Et dans un second temps, la Cour a rappelé que la preuve de l’usage sérieux d’une marque enregistrée dans une catégorie de produits ou services suffisamment large doit s’apprécier par sous-catégories autonomes de produits ou services.
Contexte du litige
Dans les faits, la société Skin'Up est titulaire des droits sur la marque verbale française « Skin'Up » n° 3 293 789, enregistrée en classe 3, pour les produits suivants notamment : préparations pour blanchir et autres substances pour lessiver, cosmétiques, huiles essentielles, savons, lotions pour les cheveux, produits de démaquillage…La société Univers Pharmacie, titulaire des marques « UP skin », a introduit en 2020 une demande en déchéance pour défaut d’usage sérieux de la marque « Skin'Up » pour l’intégralité des produits désignés en classe 3.

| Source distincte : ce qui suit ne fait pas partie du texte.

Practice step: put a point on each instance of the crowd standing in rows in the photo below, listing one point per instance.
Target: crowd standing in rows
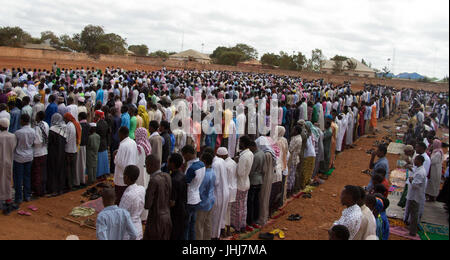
(63, 130)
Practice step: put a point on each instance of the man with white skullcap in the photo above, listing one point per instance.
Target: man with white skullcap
(7, 144)
(222, 194)
(231, 167)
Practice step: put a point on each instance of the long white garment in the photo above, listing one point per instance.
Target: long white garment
(321, 118)
(341, 132)
(231, 167)
(232, 138)
(133, 201)
(127, 155)
(143, 179)
(350, 126)
(241, 120)
(222, 194)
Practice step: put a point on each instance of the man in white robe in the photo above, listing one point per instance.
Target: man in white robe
(8, 142)
(350, 125)
(222, 194)
(231, 167)
(342, 124)
(126, 155)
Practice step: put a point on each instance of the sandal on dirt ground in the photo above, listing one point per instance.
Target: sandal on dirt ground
(33, 208)
(266, 236)
(367, 171)
(294, 217)
(24, 213)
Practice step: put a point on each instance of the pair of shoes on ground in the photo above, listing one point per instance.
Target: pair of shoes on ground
(9, 207)
(295, 217)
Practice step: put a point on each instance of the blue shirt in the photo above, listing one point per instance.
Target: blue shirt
(125, 120)
(113, 223)
(15, 120)
(49, 112)
(207, 190)
(99, 96)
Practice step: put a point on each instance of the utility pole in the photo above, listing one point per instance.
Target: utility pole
(182, 42)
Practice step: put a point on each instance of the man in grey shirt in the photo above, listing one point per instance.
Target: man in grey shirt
(256, 180)
(23, 157)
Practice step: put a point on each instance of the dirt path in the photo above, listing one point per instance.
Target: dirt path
(324, 207)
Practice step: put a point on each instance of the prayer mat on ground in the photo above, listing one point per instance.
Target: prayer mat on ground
(330, 172)
(402, 232)
(396, 148)
(433, 232)
(82, 212)
(398, 178)
(95, 204)
(308, 189)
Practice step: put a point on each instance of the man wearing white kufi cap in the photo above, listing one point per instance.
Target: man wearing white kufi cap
(231, 167)
(7, 144)
(222, 194)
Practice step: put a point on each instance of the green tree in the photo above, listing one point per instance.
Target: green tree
(386, 71)
(230, 58)
(351, 65)
(270, 59)
(117, 45)
(338, 66)
(248, 52)
(71, 43)
(91, 37)
(159, 54)
(139, 50)
(300, 60)
(317, 61)
(287, 62)
(49, 35)
(339, 58)
(218, 51)
(14, 37)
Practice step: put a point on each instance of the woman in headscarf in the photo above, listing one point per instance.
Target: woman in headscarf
(279, 186)
(144, 150)
(327, 136)
(300, 167)
(309, 156)
(72, 147)
(318, 147)
(115, 141)
(56, 178)
(104, 132)
(145, 119)
(142, 101)
(435, 174)
(294, 159)
(264, 145)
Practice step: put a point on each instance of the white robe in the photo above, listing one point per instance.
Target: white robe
(143, 179)
(127, 155)
(350, 126)
(321, 118)
(232, 138)
(342, 124)
(231, 167)
(222, 194)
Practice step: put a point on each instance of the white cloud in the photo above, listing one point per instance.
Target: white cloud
(369, 29)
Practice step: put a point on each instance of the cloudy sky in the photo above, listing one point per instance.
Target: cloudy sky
(417, 30)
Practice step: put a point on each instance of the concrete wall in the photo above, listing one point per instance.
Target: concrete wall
(44, 58)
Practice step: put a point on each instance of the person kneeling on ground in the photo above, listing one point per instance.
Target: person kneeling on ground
(114, 223)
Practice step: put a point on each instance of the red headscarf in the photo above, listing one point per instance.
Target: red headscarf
(100, 113)
(68, 116)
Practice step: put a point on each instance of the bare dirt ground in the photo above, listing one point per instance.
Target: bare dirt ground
(324, 207)
(318, 213)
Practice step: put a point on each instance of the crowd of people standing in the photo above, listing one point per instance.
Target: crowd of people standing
(64, 129)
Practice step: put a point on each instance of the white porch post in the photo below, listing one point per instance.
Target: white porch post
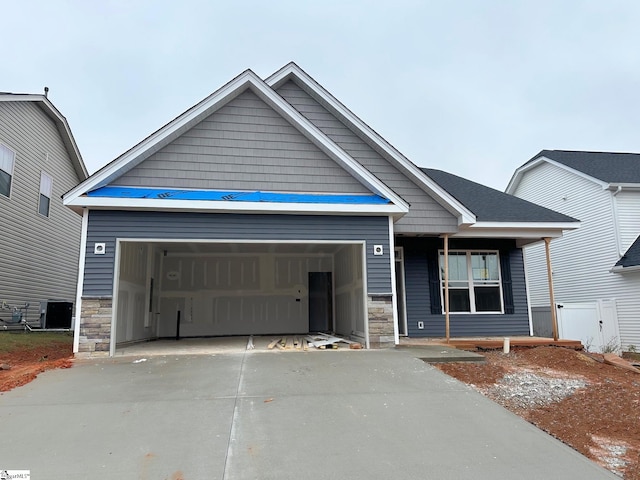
(446, 286)
(554, 320)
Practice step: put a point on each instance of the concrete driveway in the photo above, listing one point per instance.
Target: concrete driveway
(280, 415)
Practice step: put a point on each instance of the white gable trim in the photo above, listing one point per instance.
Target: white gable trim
(107, 203)
(61, 124)
(465, 216)
(246, 80)
(519, 173)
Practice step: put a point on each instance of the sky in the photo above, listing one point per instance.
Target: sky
(472, 87)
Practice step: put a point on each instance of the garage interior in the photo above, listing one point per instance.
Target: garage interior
(238, 288)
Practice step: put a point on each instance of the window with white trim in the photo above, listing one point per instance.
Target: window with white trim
(46, 186)
(7, 161)
(474, 282)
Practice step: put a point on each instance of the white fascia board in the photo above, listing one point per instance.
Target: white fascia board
(465, 216)
(508, 233)
(624, 186)
(517, 176)
(526, 225)
(136, 153)
(213, 206)
(209, 105)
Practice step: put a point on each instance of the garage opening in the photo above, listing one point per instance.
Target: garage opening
(238, 288)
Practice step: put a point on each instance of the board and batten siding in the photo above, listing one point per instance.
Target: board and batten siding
(38, 255)
(107, 226)
(418, 298)
(425, 214)
(245, 145)
(582, 259)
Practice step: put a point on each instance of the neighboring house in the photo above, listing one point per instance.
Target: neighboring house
(269, 207)
(599, 264)
(40, 241)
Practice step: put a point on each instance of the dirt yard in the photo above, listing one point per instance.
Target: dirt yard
(574, 396)
(25, 355)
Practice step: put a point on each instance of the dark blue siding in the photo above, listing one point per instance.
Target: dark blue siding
(461, 325)
(107, 226)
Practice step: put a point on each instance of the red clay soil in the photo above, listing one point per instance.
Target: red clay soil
(600, 420)
(26, 363)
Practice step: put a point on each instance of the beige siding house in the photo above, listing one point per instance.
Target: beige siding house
(39, 248)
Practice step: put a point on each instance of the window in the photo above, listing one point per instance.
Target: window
(46, 185)
(474, 282)
(7, 159)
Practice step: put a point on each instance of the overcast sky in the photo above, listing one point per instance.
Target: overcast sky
(475, 88)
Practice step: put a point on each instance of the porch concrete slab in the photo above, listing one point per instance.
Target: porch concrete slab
(440, 353)
(331, 414)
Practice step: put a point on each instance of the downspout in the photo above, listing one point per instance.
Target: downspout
(616, 224)
(80, 285)
(554, 320)
(394, 287)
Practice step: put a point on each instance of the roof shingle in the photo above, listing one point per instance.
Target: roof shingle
(605, 166)
(490, 205)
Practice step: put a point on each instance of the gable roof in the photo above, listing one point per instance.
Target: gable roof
(60, 122)
(608, 168)
(630, 259)
(293, 72)
(247, 80)
(490, 205)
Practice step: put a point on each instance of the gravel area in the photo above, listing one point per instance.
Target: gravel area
(529, 390)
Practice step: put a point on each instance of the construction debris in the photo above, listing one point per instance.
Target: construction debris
(321, 341)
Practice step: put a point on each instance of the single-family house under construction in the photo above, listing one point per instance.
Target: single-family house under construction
(596, 269)
(39, 244)
(269, 207)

En 2021, l’INPI a partiellement fait droit à cette demande, mais elle a maintenu la marque pour les "huiles essentielles" et les "cosmétiques".
Univers Pharmacie a contesté cette décision devant la cour d’appel de Colmar, qui, dans un arrêt du 30 août 2023, a rejeté la demande de déchéance de la marque pour les « huiles essentielles » et pour les « cosmétiques ».
Décision de la Cour de cassation
La Cour de cassation a censuré la décision de la Cour d’appel au visa des articles L714-5 du Code de la propriété intellectuelle et L716-3 du même code.L’article L714-5 du Code de la propriété intellectuelle dispose :
Encourt la déchéance de ses droits le titulaire de la marque qui, sans justes motifs, n'en a pas fait un usage sérieux, pour les produits ou services pour lesquels la marque est enregistrée, pendant une période ininterrompue de cinq ans. Le point de départ de cette période est fixé au plus tôt à la date de l'enregistrement de la marque suivant les modalités précisées par un décret en Conseil d'Etat.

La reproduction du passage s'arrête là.